The educators have something else in common: their shared passion for helping college students learn.

“It’s a diverse group of faculty from different sized schools and different disciplines from all over the country,” said Gregg Wentzell, director of the conference and assistant director of Miami’s Center for Teaching Excellence, which puts on the conference. “We are enjoying seeing the trend of people being really engaged and happy to be together.”

An estimated 175-200 members of Miami’s faculty will be in attendance. Armstrong Student Center is the home base for the conference, which gives students serving as session chairs or working at the conference and at the student center the opportunity to observe a different side of faculty.

“Students get to see how much hard work it takes to be a teacher,” Wentzell said. “Faculty get to hear the students’ perspective.
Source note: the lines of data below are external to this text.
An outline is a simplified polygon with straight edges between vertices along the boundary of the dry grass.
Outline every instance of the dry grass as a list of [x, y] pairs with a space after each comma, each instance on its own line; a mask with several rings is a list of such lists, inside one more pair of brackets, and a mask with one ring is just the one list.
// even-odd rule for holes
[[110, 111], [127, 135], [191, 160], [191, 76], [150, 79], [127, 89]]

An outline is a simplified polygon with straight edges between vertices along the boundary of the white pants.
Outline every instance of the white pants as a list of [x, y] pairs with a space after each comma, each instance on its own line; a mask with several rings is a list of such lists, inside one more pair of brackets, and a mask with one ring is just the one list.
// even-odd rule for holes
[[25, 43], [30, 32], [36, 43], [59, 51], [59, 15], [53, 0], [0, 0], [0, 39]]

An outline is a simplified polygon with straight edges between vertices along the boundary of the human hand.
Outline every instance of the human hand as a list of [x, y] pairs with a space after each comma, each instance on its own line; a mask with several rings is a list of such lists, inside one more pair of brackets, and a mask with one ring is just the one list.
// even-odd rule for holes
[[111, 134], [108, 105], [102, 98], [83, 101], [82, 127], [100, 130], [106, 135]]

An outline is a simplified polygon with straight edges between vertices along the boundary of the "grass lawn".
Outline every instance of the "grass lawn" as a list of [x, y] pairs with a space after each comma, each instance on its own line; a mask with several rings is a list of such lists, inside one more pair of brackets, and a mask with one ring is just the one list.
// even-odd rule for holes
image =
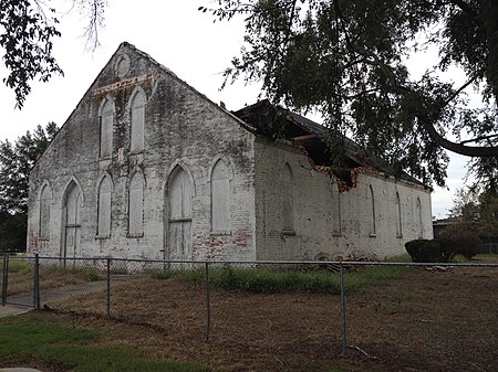
[[37, 313], [4, 318], [0, 320], [0, 361], [34, 360], [74, 372], [207, 371], [194, 362], [152, 360], [131, 348], [94, 344], [100, 337], [95, 331], [49, 323]]

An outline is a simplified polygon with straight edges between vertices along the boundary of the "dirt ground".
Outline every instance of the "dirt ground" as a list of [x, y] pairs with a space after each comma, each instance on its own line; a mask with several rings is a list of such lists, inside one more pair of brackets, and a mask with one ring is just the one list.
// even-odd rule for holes
[[421, 267], [349, 295], [345, 357], [336, 295], [212, 290], [208, 341], [199, 285], [149, 278], [121, 284], [111, 298], [112, 320], [102, 317], [102, 296], [54, 302], [59, 310], [43, 316], [100, 330], [102, 343], [198, 361], [211, 371], [498, 371], [496, 267]]

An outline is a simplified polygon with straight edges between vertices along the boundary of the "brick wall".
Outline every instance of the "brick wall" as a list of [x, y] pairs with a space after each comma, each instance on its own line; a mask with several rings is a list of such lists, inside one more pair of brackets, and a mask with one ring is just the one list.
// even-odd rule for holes
[[[282, 231], [282, 171], [293, 173], [294, 234]], [[356, 187], [340, 193], [341, 232], [334, 232], [332, 187], [334, 179], [313, 169], [291, 144], [256, 142], [256, 213], [259, 259], [385, 258], [405, 253], [404, 243], [418, 237], [415, 204], [421, 199], [422, 233], [432, 238], [430, 193], [421, 187], [381, 174], [357, 174]], [[370, 233], [372, 184], [375, 195], [376, 234]], [[402, 211], [402, 235], [396, 233], [396, 191]]]
[[[123, 55], [129, 71], [116, 76]], [[121, 70], [123, 71], [123, 70]], [[129, 153], [129, 98], [145, 92], [145, 150]], [[98, 156], [98, 108], [105, 97], [115, 103], [113, 155]], [[188, 258], [255, 258], [253, 135], [231, 114], [178, 79], [148, 55], [122, 44], [61, 128], [30, 178], [29, 252], [59, 255], [64, 246], [64, 192], [71, 180], [82, 190], [81, 256], [167, 257], [167, 185], [175, 167], [194, 184], [191, 252]], [[210, 171], [220, 157], [230, 164], [230, 231], [210, 232]], [[143, 173], [144, 234], [127, 236], [128, 184]], [[113, 181], [111, 236], [96, 238], [98, 180]], [[52, 191], [50, 240], [39, 238], [40, 190]], [[166, 228], [165, 228], [166, 226]]]

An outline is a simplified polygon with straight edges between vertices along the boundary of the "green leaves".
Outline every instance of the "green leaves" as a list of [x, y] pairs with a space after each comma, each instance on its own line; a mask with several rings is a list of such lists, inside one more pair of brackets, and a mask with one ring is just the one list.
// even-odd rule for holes
[[[498, 131], [496, 107], [469, 107], [461, 98], [468, 85], [486, 83], [484, 98], [496, 102], [498, 63], [492, 74], [489, 70], [498, 61], [495, 3], [219, 0], [210, 11], [218, 20], [241, 14], [246, 21], [245, 45], [226, 71], [227, 79], [261, 81], [273, 103], [317, 109], [332, 129], [353, 135], [367, 153], [427, 184], [443, 185], [448, 162], [443, 148], [498, 156], [496, 145], [470, 148], [445, 137]], [[425, 46], [419, 40], [435, 44], [440, 61], [415, 79], [407, 61]], [[455, 64], [467, 74], [463, 86], [440, 81], [438, 72]]]
[[60, 36], [54, 24], [59, 21], [42, 9], [33, 9], [29, 0], [2, 1], [0, 6], [0, 46], [3, 63], [10, 74], [2, 82], [14, 91], [17, 107], [21, 108], [31, 92], [31, 82], [46, 82], [53, 74], [63, 75], [52, 56], [52, 40]]

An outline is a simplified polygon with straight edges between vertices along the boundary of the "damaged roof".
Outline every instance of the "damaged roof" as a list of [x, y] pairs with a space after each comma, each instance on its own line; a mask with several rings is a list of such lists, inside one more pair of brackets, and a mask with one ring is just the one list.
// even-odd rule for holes
[[[330, 147], [341, 147], [339, 151], [343, 157], [341, 169], [335, 169], [332, 172], [350, 185], [353, 183], [352, 171], [359, 168], [424, 185], [404, 171], [401, 173], [396, 172], [393, 167], [382, 159], [364, 156], [362, 148], [352, 139], [345, 136], [338, 136], [333, 139], [329, 128], [299, 114], [274, 106], [268, 99], [260, 100], [232, 114], [252, 126], [256, 132], [269, 139], [286, 138], [294, 141], [305, 149], [315, 166], [330, 167], [331, 171], [332, 168], [336, 167], [332, 167], [332, 151]], [[338, 151], [334, 151], [334, 155], [335, 152]]]

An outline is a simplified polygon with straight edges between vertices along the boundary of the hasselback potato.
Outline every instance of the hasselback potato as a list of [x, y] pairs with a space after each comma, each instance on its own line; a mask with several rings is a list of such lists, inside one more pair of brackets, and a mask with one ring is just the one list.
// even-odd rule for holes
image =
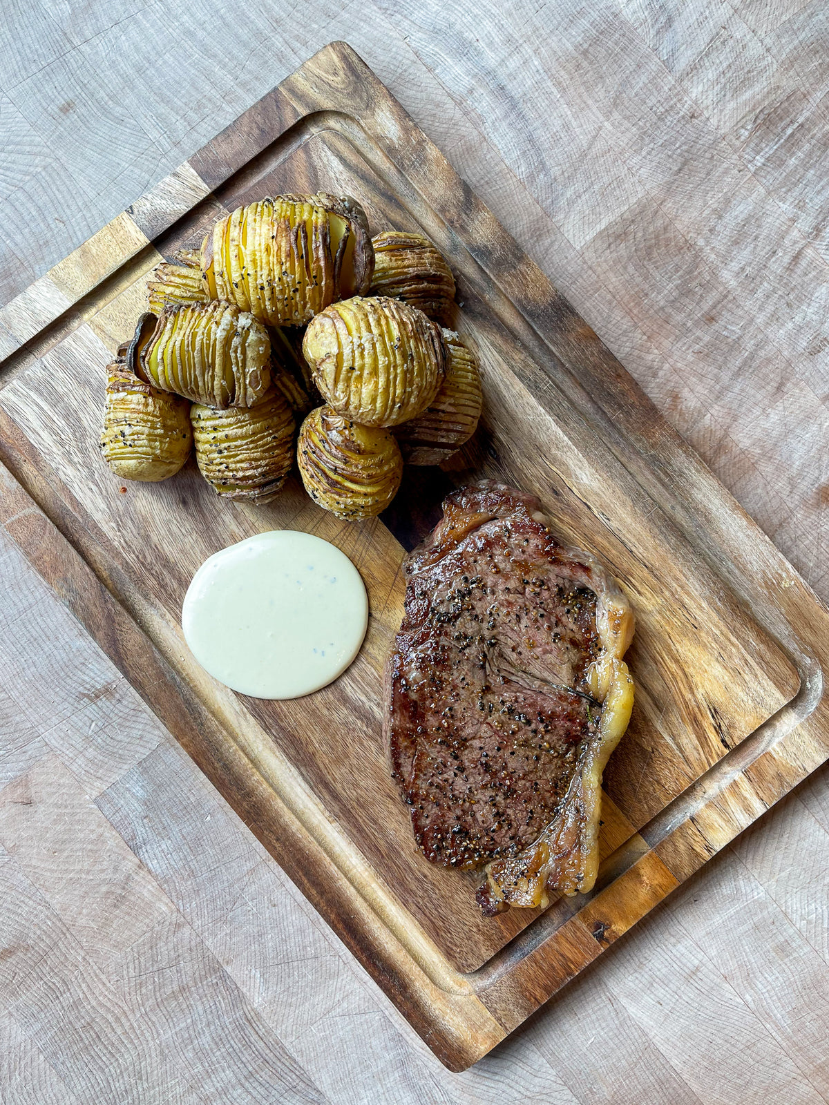
[[107, 367], [101, 452], [122, 480], [157, 483], [190, 455], [189, 403], [139, 380], [119, 357]]
[[294, 460], [293, 412], [281, 391], [269, 390], [255, 407], [190, 408], [196, 461], [218, 495], [267, 503]]
[[454, 276], [437, 246], [422, 234], [386, 230], [371, 239], [375, 271], [371, 295], [402, 299], [430, 318], [450, 322]]
[[348, 196], [277, 196], [238, 208], [201, 248], [211, 299], [270, 326], [301, 326], [335, 299], [365, 294], [374, 250], [366, 213]]
[[198, 250], [182, 250], [172, 261], [164, 261], [147, 281], [147, 303], [154, 315], [160, 315], [165, 307], [204, 303], [207, 298]]
[[253, 407], [271, 379], [271, 340], [230, 303], [168, 307], [138, 320], [128, 357], [162, 391], [210, 407]]
[[359, 425], [330, 407], [317, 407], [303, 422], [296, 460], [308, 495], [347, 522], [384, 511], [403, 472], [388, 430]]
[[308, 324], [303, 352], [324, 399], [363, 425], [398, 425], [426, 410], [443, 376], [440, 327], [386, 297], [334, 303]]
[[443, 330], [447, 370], [438, 394], [410, 422], [395, 430], [409, 464], [440, 464], [463, 445], [478, 427], [483, 404], [478, 360], [454, 330]]

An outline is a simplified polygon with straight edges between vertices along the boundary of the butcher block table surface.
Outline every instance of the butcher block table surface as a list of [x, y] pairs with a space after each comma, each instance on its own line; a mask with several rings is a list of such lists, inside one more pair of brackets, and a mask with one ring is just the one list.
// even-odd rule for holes
[[[0, 304], [334, 39], [829, 599], [823, 3], [4, 4]], [[829, 1101], [826, 768], [452, 1074], [1, 528], [0, 575], [3, 1105]]]

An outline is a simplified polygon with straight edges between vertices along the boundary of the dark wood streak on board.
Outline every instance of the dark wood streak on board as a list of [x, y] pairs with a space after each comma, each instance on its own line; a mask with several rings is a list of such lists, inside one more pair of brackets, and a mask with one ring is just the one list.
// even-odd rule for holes
[[[19, 481], [4, 483], [2, 517], [459, 1070], [827, 758], [829, 620], [347, 46], [311, 59], [174, 177], [119, 217], [117, 234], [96, 235], [67, 259], [76, 283], [88, 265], [88, 286], [77, 285], [62, 313], [33, 319], [28, 345], [0, 365], [0, 456]], [[95, 448], [102, 369], [140, 311], [147, 267], [198, 244], [240, 202], [321, 187], [356, 194], [375, 229], [422, 229], [450, 259], [462, 304], [454, 325], [479, 351], [486, 390], [475, 439], [447, 471], [407, 473], [382, 519], [356, 527], [318, 511], [295, 481], [272, 507], [220, 504], [192, 465], [120, 495]], [[481, 475], [536, 492], [563, 538], [607, 561], [638, 614], [637, 708], [606, 776], [599, 883], [537, 919], [512, 912], [484, 920], [473, 877], [422, 860], [379, 743], [401, 559], [437, 520], [445, 491]], [[29, 496], [42, 513], [21, 506]], [[358, 662], [334, 687], [293, 704], [218, 688], [188, 660], [178, 628], [201, 559], [279, 526], [344, 548], [371, 601]]]

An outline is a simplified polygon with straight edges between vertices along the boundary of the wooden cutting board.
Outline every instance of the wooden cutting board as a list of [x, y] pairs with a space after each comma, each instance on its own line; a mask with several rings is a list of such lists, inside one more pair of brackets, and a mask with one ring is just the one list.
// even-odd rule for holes
[[[472, 445], [451, 471], [409, 470], [386, 515], [358, 525], [296, 481], [269, 507], [220, 502], [192, 462], [125, 487], [97, 450], [104, 366], [144, 309], [147, 273], [240, 203], [317, 189], [356, 196], [375, 232], [422, 230], [450, 259], [485, 389]], [[0, 311], [0, 519], [453, 1070], [829, 757], [828, 612], [343, 43]], [[596, 888], [491, 919], [478, 877], [417, 851], [380, 739], [401, 559], [443, 494], [481, 476], [538, 494], [637, 614], [637, 705], [606, 772]], [[269, 703], [207, 676], [179, 615], [207, 556], [284, 527], [351, 557], [371, 618], [336, 684]]]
It’s a reminder of why we’re here and how learning is a two-way process. It’s valuable both ways.”

This year’s plenary speakers include Paul Hanstedt, vice chancellor for Academic Affairs and Innovation at the University of Minnesota Rochester; Teresa Nance, vice president of Villanova University’s Office of Diversity, Equity, and Inclusion; and John Warner, co-principal of Eyler Warner & Associates.

While participants are busy with workshops, sessions, and more, there is also time for community building and networking with receptions, time spent in Uptown Oxford, and an annual trivia night featuring questions ranging from pedagogy to pop culture.

“Sometimes we can get kind of siloed, and it’s hard to connect,” Wentzell said. “This is a way to do that right here in our own backyard. We get to see some of our colleagues do what they do and celebrate that. It’s a chance to exchange ideas.”

It’s also another occasion for Miami to show off its campus to visiting institutions. Wentzell noted participants will travel from as far as Germany for this year’s program.

“It is truly a unique privilege,” Wentzell said of hosting the conference.